Fiquei deslumbrada com tanta beleza. Fontes, tapetes, pilares alvos, feitos de mármore. As entradas com seus contornos arredondados e trabalhos em estilo árabe. Havia uma música no ar que vinha de um salão amplo, decorado com lindos vasos, flores e tapetes ricamente tecidos e minuciosamente trabalhados em seda e algodão com fios de ouro. O lugar estava iluminado pelos raios solares que penetravam através das janelas laterais da abóbada que na sua claridade refletia esses mesmos raios.

Algumas mulheres dançavam com suavidade ao som daquela música, enquanto frutas, algumas bebidas e pães eram servidos.

Era um ambiente mágico, capaz de fascinar qualquer pessoa que não conhecesse o que se passava no fundo daqueles corações.

Fui convidada a me aproximar, e sentei-me junto àquele grupo, como se já os conhecesse há muito tempo.

Senti que o meu destino estava ali, e não pensei mais em voltar para a minha família que me esperava para o casamento que já estava marcado.

Não dei notícias, mas sabia que eles já imaginavam o que acontecia comigo.

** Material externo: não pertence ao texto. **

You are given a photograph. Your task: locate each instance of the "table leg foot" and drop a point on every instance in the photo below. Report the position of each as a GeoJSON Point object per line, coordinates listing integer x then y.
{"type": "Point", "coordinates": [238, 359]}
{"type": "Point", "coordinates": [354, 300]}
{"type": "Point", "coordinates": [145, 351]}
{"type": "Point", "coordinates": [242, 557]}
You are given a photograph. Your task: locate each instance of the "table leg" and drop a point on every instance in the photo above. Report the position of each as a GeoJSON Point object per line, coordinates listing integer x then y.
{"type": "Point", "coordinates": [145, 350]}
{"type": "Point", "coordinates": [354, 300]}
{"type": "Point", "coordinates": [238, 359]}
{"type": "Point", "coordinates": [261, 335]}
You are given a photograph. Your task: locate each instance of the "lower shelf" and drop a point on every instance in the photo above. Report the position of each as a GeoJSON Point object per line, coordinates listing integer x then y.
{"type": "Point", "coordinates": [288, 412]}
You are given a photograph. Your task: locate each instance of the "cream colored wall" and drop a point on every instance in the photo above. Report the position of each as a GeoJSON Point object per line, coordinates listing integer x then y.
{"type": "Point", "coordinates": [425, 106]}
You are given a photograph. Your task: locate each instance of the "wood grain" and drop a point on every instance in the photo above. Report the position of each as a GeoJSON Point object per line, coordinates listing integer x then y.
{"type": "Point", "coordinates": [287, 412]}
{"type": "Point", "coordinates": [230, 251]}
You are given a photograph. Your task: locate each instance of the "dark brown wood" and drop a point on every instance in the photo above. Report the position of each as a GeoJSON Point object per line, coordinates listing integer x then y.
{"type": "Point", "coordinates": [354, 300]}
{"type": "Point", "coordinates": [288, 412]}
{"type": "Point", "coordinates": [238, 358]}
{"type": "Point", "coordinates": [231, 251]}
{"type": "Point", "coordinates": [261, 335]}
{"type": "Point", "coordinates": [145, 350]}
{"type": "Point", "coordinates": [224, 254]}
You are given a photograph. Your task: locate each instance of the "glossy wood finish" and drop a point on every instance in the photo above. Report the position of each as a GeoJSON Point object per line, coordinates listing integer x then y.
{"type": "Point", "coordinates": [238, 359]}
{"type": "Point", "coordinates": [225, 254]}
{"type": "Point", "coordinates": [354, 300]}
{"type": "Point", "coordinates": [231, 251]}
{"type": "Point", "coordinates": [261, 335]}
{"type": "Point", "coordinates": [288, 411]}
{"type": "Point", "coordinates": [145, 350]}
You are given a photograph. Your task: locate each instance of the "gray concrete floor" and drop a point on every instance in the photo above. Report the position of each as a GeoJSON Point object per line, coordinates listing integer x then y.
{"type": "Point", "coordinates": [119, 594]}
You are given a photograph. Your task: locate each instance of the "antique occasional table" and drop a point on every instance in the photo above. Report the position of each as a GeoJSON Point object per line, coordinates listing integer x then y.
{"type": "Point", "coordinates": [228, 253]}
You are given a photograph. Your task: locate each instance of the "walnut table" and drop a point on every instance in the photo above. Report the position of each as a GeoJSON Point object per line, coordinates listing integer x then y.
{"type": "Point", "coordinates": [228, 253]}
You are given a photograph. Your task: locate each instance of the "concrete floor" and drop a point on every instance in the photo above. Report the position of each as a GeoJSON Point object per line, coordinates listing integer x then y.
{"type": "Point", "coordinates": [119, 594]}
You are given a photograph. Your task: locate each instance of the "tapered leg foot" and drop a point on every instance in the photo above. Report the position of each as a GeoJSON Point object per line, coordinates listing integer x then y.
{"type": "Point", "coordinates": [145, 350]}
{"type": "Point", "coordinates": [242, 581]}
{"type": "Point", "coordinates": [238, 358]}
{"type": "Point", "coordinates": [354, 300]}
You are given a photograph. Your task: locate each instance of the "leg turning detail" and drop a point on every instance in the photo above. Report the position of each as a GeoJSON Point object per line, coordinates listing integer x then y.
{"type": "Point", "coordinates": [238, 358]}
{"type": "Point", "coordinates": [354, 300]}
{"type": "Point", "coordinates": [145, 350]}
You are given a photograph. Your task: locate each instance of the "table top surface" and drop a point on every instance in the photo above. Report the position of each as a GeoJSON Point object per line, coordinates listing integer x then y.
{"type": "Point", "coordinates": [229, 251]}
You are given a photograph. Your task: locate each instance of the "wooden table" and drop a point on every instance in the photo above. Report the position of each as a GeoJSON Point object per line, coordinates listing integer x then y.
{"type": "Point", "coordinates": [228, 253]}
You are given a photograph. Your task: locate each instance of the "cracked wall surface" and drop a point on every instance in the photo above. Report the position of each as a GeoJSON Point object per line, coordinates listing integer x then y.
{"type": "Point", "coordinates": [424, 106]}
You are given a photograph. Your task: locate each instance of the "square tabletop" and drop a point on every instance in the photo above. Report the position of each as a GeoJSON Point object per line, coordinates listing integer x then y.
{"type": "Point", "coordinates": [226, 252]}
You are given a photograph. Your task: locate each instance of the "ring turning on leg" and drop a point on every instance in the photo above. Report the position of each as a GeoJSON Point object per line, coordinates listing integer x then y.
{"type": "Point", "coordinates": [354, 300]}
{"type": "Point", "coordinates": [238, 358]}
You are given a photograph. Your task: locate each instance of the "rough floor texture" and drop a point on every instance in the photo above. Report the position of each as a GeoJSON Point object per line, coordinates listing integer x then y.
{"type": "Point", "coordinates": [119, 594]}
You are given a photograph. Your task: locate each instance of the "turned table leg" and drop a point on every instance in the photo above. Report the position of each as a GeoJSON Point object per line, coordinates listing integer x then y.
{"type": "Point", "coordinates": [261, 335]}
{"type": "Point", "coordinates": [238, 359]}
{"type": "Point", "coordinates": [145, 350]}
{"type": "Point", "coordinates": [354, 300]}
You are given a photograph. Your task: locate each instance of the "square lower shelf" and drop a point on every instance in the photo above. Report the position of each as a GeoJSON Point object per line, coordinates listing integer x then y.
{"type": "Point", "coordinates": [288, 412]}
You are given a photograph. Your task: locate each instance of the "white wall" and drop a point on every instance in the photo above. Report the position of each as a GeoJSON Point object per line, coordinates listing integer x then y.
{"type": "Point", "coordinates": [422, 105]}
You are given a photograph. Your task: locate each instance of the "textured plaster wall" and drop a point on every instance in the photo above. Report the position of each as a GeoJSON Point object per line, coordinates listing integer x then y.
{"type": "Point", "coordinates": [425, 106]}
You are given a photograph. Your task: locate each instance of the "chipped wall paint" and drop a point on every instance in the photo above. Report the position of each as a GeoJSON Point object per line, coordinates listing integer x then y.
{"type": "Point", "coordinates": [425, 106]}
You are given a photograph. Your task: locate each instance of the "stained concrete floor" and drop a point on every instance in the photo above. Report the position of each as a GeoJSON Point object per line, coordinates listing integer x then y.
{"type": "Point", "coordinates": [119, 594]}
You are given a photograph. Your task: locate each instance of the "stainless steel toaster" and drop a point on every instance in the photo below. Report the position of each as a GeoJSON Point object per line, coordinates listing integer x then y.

Sabia que minha mãe lamentava que o meu noivo estivesse entristecido. Mas, naquele momento eu estava vivendo o meu sonho.

O rei estava encantado com aquela jovem alegre, deslumbrada e encheu-lhe de joias, perfumes e os mais finos tecidos foram encomendados para confeccionar as roupas que lhe caiam graciosamente no corpo.

Ele só tinha olhares para aquela mulher, que desejava ardentemente ter em seus braços.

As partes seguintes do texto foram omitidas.